When dynamically building URL paths, make sure you're clear where your forward slashes (/) are! Uri.Combine uses the following rules when combining paths:

  • When the relativeUri parameter starts with a /, it replaces the entire path of the baseUri parameter
  • If the relativeUri parameter doesn't start with a / and baseUri ends with a /, the path is appended
  • If the relativeUri parameter doesn't start with a / and baseUri doesn't end with a /, the last segment of the path is replaced

The following image shows examples of these rules:

Screenshot of the URL paths showing the rules for forward slashes when combining paths.

Remove the entity specific functions

To make your connector easier to maintain, you need to remove the entity specific formatting functions you used in the previous lesson—GetAirlineTables and GetAirportsTable. Instead, you update TripPin.Feed to process the JSON response in a way that works for all of your entities. Specifically, you take the value field of the returned OData JSON payload, and convert it from a list of records to a table.

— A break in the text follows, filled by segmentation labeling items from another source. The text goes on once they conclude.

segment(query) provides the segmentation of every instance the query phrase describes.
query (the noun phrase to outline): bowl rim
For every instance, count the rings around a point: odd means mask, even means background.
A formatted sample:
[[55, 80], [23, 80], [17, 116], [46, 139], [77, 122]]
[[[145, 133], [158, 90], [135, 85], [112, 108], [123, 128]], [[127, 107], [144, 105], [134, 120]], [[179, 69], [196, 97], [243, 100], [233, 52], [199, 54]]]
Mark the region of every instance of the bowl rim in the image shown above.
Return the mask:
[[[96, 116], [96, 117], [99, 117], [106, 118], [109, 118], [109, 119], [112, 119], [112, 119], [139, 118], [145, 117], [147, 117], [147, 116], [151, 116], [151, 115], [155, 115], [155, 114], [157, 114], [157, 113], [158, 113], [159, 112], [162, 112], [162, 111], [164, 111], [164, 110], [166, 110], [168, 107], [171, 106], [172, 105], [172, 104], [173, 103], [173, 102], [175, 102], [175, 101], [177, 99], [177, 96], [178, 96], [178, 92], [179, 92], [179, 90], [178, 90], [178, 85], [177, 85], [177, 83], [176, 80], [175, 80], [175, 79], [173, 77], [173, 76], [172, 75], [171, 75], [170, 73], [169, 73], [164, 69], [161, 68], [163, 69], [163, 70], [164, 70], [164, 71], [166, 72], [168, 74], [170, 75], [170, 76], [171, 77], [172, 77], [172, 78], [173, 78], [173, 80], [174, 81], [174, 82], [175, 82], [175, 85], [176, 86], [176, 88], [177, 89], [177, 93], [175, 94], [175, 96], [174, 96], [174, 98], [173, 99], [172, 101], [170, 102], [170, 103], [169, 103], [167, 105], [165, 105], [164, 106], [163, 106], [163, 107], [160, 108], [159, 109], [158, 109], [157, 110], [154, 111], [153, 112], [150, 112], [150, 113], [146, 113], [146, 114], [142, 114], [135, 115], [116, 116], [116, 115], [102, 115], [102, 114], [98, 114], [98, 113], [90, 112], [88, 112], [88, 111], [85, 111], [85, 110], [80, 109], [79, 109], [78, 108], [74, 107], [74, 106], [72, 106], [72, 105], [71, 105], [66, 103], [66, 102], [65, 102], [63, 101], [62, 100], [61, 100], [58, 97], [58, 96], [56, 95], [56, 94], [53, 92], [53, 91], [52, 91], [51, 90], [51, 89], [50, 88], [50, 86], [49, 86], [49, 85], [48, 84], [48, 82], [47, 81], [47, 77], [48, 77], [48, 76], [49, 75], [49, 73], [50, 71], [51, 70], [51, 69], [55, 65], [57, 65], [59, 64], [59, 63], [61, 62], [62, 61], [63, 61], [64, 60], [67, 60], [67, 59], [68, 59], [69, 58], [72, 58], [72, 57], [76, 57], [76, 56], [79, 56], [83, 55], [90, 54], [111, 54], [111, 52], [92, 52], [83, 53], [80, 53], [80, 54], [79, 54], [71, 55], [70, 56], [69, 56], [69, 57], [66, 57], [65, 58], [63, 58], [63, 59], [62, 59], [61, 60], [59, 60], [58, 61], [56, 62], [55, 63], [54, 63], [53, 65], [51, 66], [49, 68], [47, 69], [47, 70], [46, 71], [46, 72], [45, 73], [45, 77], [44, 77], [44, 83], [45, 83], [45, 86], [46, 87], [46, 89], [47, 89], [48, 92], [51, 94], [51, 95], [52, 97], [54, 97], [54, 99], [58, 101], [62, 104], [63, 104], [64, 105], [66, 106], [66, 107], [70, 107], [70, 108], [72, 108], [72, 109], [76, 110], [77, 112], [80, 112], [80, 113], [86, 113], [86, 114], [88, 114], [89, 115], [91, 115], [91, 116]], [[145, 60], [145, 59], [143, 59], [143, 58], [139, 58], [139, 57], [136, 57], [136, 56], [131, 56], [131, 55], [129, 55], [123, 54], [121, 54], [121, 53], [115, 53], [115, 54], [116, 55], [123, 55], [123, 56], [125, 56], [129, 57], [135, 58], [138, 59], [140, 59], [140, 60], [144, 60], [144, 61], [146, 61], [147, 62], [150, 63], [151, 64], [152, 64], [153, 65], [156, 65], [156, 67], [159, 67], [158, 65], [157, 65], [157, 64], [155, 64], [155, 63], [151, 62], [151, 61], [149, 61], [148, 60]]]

TripPin.Feed = (url as text) =>
    let
        source = Web.Contents(url, [ Headers = DefaultRequestHeaders ]),
        json = Json.Document(source),
        // The response is a JSON record - the data we want is a list of records in the "value" field
        value = json[value],
        asTable = Table.FromList(value, Splitter.SplitByNothing()),
        // expand all columns from the record
        fields = Record.FieldNames(Table.FirstValue(asTable, [Empty = null])),
        expandAll = Table.ExpandRecordColumn(asTable, "Column1", fields)
    in
        expandAll;

Note

A disadvantage of using a generic approach to process your entities is that you lose the nice formatting and type information for your entities. A later section in this tutorial shows how to enforce schema on REST API calls.

Conclusion

In this tutorial, you cleaned up and simplified your connector by fixing your Data Source Path value, and moving to a more flexible format for your navigation table. After you complete these steps (or use the sample code in this directory), the TripPin.Contents function returns a navigation table in Power BI Desktop.

Screenshot of the navigation table returned by the TripPin.Contents function.